STDs are caused by infections passed from one person to another through sexual contact and can be passed through oral, vaginal or anal sex. The Centers for Disease Control and Prevention (CDC) estimates that approximately 19 million new STD infections occur each year in the United States – almost half of them among young people 15-24 years of age. In addition to youth, women and minorities are also severely affected.

STDs are the most commonly reported infectious diseases in the United States. Chlamydia and gonorrhea are the most common reportable STDs and can result in infertility in women.


Chlamydia is caused by the bacteria Chlamydia trachomatis. Chlamydia is known as a "silent" disease because about three quarters of infected women and about half of infected men have no symptoms. If symptoms do occur, they usually appear within one to three weeks after exposure. Women who have symptoms might have an abnormal vaginal discharge or a burning sensation when urinating. Men with signs or symptoms might have a discharge from their penis or a burning sensation when urinating.

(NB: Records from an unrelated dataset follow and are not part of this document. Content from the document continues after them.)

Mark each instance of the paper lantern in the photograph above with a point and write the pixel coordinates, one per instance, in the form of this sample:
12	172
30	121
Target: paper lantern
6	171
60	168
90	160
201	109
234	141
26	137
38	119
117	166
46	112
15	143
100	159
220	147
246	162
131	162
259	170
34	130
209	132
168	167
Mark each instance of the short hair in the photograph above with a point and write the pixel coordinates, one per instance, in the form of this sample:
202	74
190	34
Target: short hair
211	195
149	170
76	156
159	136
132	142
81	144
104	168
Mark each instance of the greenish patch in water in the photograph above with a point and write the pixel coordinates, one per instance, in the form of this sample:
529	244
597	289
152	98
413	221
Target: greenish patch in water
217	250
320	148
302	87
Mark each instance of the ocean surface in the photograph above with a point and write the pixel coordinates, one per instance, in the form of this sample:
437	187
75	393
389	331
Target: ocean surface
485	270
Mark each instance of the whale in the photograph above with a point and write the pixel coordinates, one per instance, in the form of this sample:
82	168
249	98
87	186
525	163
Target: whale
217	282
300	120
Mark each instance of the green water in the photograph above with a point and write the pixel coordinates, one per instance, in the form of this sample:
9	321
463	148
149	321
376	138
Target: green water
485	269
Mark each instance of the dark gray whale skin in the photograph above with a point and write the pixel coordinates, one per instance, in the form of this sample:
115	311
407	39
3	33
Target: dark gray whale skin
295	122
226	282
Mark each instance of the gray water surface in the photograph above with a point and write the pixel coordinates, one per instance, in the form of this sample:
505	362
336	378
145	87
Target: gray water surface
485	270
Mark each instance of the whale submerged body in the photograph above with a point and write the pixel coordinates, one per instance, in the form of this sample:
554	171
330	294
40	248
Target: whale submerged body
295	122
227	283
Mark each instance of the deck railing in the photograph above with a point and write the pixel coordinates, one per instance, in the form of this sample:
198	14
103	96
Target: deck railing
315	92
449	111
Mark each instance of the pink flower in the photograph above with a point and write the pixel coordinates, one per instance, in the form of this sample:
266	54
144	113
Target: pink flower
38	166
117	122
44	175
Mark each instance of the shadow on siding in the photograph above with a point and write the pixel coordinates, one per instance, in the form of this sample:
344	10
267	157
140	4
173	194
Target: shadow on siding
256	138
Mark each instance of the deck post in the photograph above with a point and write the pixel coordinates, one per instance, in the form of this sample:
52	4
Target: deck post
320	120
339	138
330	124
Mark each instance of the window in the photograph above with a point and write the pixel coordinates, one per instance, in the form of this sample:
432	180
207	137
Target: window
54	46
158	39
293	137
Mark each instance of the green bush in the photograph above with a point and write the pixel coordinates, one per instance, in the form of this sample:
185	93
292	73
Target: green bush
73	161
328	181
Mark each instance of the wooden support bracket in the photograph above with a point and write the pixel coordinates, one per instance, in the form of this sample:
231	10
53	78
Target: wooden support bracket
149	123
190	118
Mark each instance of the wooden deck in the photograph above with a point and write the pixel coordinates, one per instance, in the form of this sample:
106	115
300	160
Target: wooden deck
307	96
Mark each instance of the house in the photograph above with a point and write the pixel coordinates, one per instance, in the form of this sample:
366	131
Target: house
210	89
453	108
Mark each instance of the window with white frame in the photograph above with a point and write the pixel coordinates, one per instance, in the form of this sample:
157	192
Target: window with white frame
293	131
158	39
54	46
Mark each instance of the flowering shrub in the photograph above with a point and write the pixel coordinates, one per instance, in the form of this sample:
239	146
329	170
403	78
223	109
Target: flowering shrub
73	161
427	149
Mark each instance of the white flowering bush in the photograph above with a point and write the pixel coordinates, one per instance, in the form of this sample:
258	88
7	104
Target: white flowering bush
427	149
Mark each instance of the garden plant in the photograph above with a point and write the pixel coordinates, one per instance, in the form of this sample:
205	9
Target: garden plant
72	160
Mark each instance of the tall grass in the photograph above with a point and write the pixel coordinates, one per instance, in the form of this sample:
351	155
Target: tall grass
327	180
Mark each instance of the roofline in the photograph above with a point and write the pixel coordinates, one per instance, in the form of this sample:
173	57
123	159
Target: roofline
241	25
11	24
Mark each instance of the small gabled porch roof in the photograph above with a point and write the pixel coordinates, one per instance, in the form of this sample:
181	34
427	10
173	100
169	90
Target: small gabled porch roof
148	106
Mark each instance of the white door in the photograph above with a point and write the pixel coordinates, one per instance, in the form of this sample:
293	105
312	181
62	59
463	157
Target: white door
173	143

If untreated, chlamydial infections can progress to serious reproductive and other health problems with both short-term and long-term consequences. In women, untreated infection can spread into the uterus or fallopian tubes and cause pelvic inflammatory disease (PID), which happens in up to 40 percent of women with untreated chlamydia. Complications among men are rare. Chlamydia can be easily treated and cured with antibiotics. A single dose of azithromycin or a week of doxycycline (twice daily) are the most commonly-used treatments.


Gonorrhea is caused by Neisseria gonorrhoeae, a bacteria that can grow and multiply easily in the warm, moist areas of the reproductive tract, including the cervix, uterus and fallopian tubes in women, and in the urethra in women and men. The bacterium can also grow in the mouth, throat, eyes and anus.